Closed kevATin closed 3 years ago
"Checksums" won't work, as peertube re-encodes everything on upload and any tiny change to the video formatting will change a normal hash. There are video fingerprinting algorithms that look at the actual content, but this can get more expensive. There are some maybe good compromises like perhaps doing a closer comparison on videos that have similar length. But ultimately I feel like this is getting into automated video moderation, which is hard to do ethically and correctly.
@scanlime Even if the source video is the exact same, the resulting re-encodes will differ? I knew that re-encoding was sometimes a bit off but didn't think it was this imprecise.
However if I remember correctly there was an open issue regarding the storage of uploaded video source files. Maybe those could be used instead?
Do you know of any open source video fingerprinting software?
Even with no automation whatsoever as a purely manual set of moderation tools, I think de-duplication would still be useful.
It's not useful to hash videos to detect duplicates, unless you are trying to detect folks who upload the exact same source file bits. If you remux the file, if you download it with youtube-dl, certainly if you transcode it at all, the hash will change. Video software is deterministic but complicated, and everyone's configuration is going to be slightly different.
Hello,
Video de duplication is out of the scope of PeerTube. A plugin or a third party tool could help. You could use for example a perceptual comparison instead of checksums. See this blog post (in french) by @rigelk https://rigelk.eu/blog/video-similarity/
You could use for example a perceptual comparison instead of checksums. See this blog post (in french) by @rigelk https://rigelk.eu/blog/video-similarity/
Sorry to comment on this closed issue but I wrote something[1] to solve this duplication issue and I believe it's more efficient than the solution in the link. Only one 64-bit hash is generated per input video, therefore the number of comparisons required is much lesser than the solution in the link. Also, one hash per video saves a lot of database space and the time complexity of the comparison drops to O(n).
Hello, I think that Peertube should have something to remove duplicate videos. Maybe not something as sophisticated as checking the hash, but something much simpler. My idea is that the user, who has one or more channels, should be able to have a button to search for duplicate videos of her and that they appear in a list. From there the user will be able to delete the duplicate videos according to his own criteria.
Suppose that in our eagerness to import videos from youtube before it disappears, we have imported the same videos several times without realizing it. A button to search for duplicate videos of my own user, based on the title and the possibility of keeping only one video, automatically deleting the others, would be very useful.
I don't think this is very heavy in terms of resource consumption and it would help us to have our videos more organized
Cheers MAX
This could be even simpler. A feature that compares video metadata and shows videos where the metadata (e.g. title and length) is the same would be very helpful to tidy up duplicates from resulting from YouTube imports.
This could be even simpler. A feature that compares video metadata and shows videos where the metadata (e.g. title and length) is the same would be very helpful to tidy up duplicates from resulting from YouTube imports.
This would only be limited in use though, since videos traveling the internet, getting reuploaded often get re-encoded and renamed over and over.

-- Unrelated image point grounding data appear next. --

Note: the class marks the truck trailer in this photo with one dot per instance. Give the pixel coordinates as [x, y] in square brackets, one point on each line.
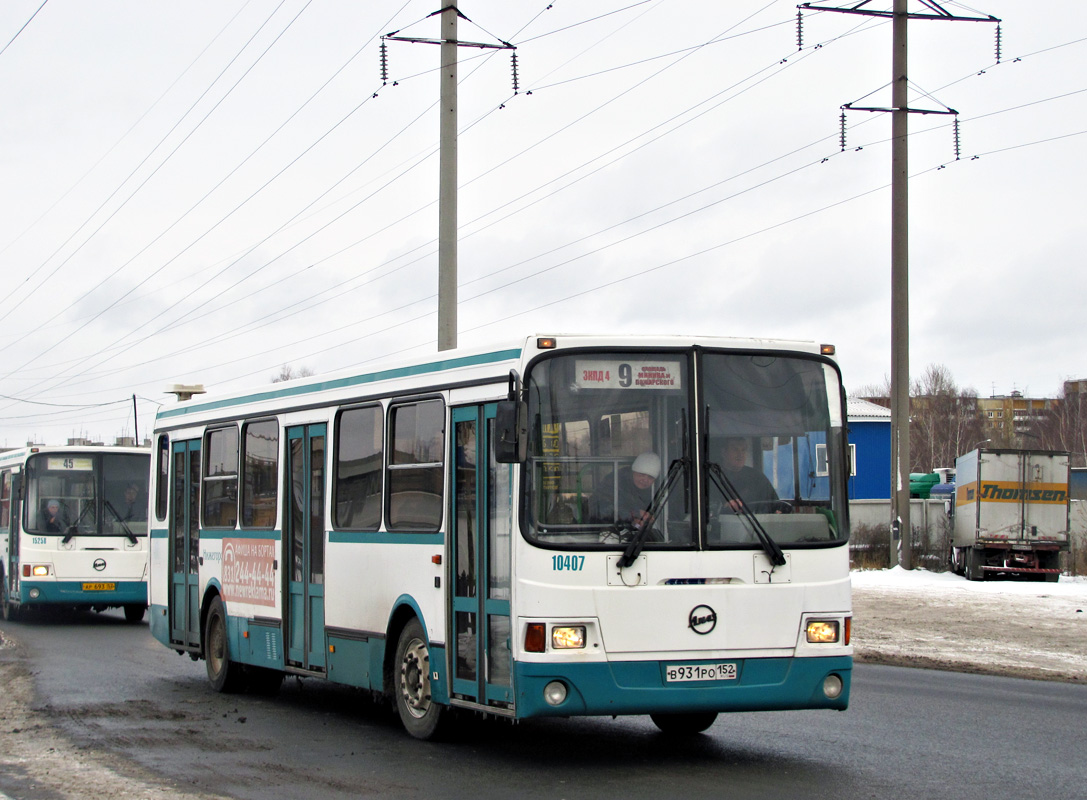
[1010, 514]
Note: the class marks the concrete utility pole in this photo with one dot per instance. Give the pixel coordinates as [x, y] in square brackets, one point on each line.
[900, 294]
[447, 185]
[447, 164]
[900, 526]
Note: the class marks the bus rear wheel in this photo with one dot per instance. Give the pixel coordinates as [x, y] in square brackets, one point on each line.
[421, 716]
[224, 674]
[686, 724]
[135, 613]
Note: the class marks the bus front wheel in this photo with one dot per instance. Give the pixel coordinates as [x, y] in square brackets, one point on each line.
[10, 609]
[687, 724]
[224, 674]
[422, 717]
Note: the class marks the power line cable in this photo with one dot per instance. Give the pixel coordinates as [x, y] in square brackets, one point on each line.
[4, 49]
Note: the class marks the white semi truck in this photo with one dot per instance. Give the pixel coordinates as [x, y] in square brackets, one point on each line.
[1010, 513]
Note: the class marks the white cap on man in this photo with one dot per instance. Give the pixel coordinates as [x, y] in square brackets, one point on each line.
[648, 464]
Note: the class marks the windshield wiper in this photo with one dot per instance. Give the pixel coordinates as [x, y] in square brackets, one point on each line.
[725, 487]
[128, 530]
[635, 546]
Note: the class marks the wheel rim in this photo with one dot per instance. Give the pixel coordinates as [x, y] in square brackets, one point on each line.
[415, 678]
[216, 645]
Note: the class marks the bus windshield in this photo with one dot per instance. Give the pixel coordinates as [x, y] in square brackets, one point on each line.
[615, 453]
[86, 495]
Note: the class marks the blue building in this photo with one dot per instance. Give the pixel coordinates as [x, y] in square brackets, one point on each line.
[870, 447]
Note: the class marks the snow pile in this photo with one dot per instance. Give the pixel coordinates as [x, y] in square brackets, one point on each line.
[940, 620]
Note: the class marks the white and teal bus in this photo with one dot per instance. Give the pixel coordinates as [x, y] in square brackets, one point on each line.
[572, 525]
[73, 528]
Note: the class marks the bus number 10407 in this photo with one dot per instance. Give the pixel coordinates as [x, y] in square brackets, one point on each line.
[574, 563]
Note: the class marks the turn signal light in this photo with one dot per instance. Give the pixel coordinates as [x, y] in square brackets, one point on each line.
[822, 632]
[567, 637]
[536, 637]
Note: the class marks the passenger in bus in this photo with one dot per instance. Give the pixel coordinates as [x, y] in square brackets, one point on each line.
[751, 485]
[53, 520]
[635, 492]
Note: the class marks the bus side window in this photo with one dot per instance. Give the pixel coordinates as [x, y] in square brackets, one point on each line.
[221, 478]
[4, 501]
[260, 476]
[416, 459]
[357, 484]
[162, 485]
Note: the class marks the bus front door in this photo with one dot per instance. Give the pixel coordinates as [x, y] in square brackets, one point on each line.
[185, 545]
[483, 519]
[303, 544]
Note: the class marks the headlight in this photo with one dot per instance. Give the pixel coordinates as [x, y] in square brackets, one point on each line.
[554, 692]
[567, 637]
[822, 632]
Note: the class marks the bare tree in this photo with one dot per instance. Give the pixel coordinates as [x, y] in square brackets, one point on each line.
[1064, 426]
[287, 373]
[944, 420]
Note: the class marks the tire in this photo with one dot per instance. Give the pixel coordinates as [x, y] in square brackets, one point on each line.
[421, 716]
[11, 611]
[135, 613]
[973, 561]
[687, 724]
[224, 675]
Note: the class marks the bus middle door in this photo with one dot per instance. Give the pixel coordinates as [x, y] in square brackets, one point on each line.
[185, 545]
[303, 544]
[483, 522]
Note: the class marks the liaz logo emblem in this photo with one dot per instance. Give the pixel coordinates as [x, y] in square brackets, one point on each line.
[702, 620]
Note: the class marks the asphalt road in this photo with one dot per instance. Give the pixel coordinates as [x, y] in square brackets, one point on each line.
[911, 733]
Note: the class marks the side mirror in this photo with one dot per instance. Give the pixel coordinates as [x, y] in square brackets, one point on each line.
[511, 432]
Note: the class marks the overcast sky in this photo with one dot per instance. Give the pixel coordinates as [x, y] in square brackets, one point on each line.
[207, 191]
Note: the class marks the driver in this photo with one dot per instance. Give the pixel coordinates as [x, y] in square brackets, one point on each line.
[753, 487]
[634, 496]
[53, 522]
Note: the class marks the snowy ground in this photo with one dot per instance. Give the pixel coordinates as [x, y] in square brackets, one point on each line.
[939, 620]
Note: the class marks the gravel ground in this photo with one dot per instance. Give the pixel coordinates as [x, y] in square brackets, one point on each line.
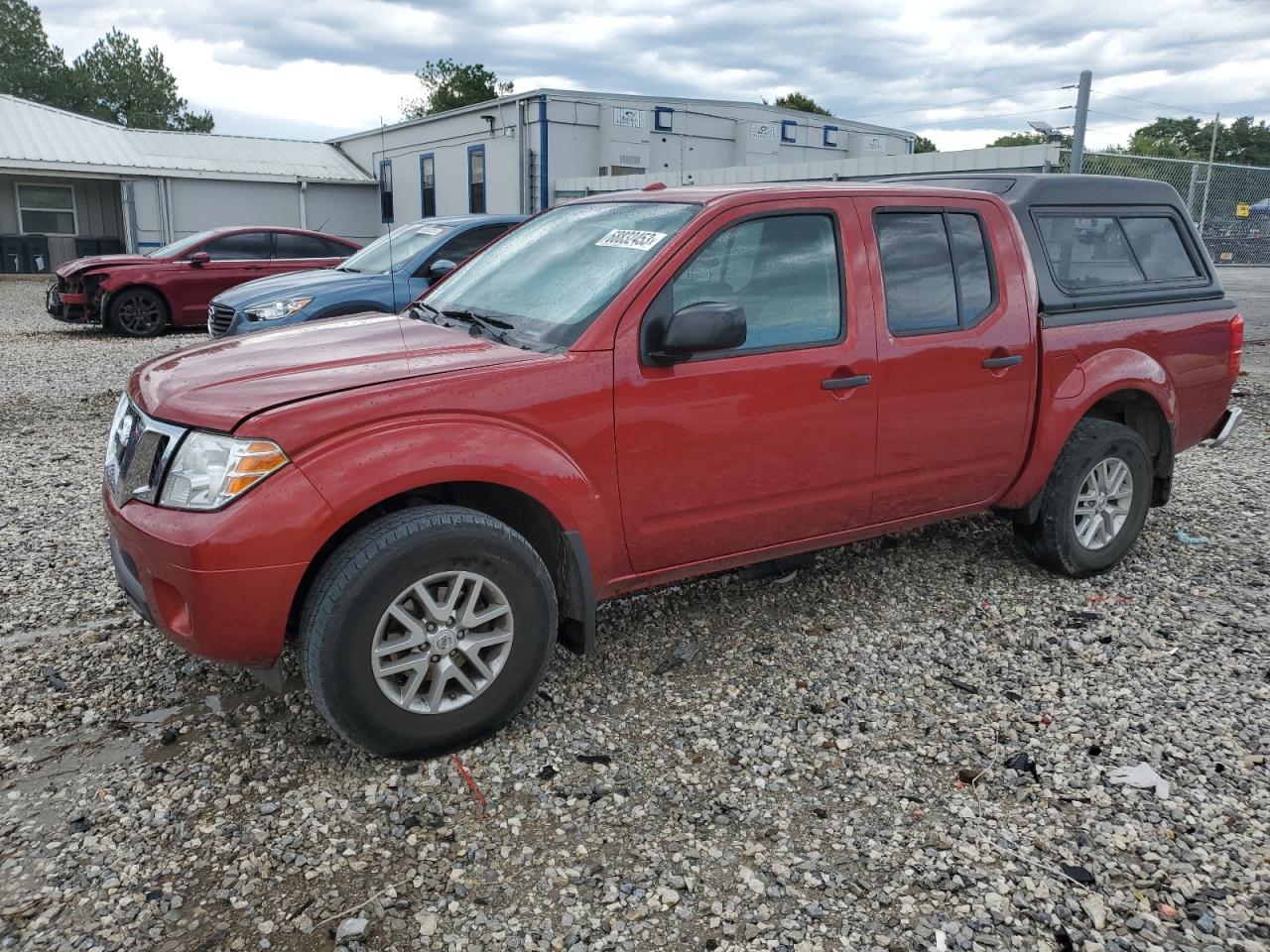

Though it would still be better than to have no deduplication at all.
To my knowledge PeerTube does not yet have any features that allow for detection and potential removal of duplicate videos. I think having those would be very useful.
How to detect duplicates:
generate checksum for each video upon upload and put it into database
for already existing videos: have a background service compare checksums to find duplicates
for new videos: when a user uploads a video, compare it to the other checksums (potentially prevent upload?)
video report option to let channel owner and/or instance moderation team know that a video is a duplicate of another
moderation tool that lets moderators mark a video as a duplicate
How to deal with a duplication issue:
(Should be decided by moderators on a case by case basis or also allow automated actions?)
delete any but the oldest duplicate
delete any but the one with the highest quality
delete any but the most popular one (doesn't seem very fair though)
if a user can prove rightful ownership of a video that someone else uploaded before them, moderators should have the option to move the video to the rightful owner while preserving comments and upvotes, etc; or possibly merging comments and likes together..
I think it would also be useful for the moderation team and users to mark videos as duplicates of other videos (and ideally specify the original video) even if the instance does not have a policy of deduplicating. That way a federating option could be offered to skip videos marked as duplicates, that way instances that do and instances that don't take deduplication seriously could coexist without issue.
Why is this important for PeerTube:
duplicates split the amount of attention a video gets (or would get)
duplicates make it harder to find what you're looking for
duplicates put more stress on PeerTube instances; the WebTorrent functionality is only useful when many users are watching one video, with many duplicates around the chance to reach the threshold for WebTorrent being useful gets lower and lower.
duplicates put more stress on the PeerTube federation; duplicates get needlessly mirrored around between servers that might already have multiples of the same video
Any thoughts on this?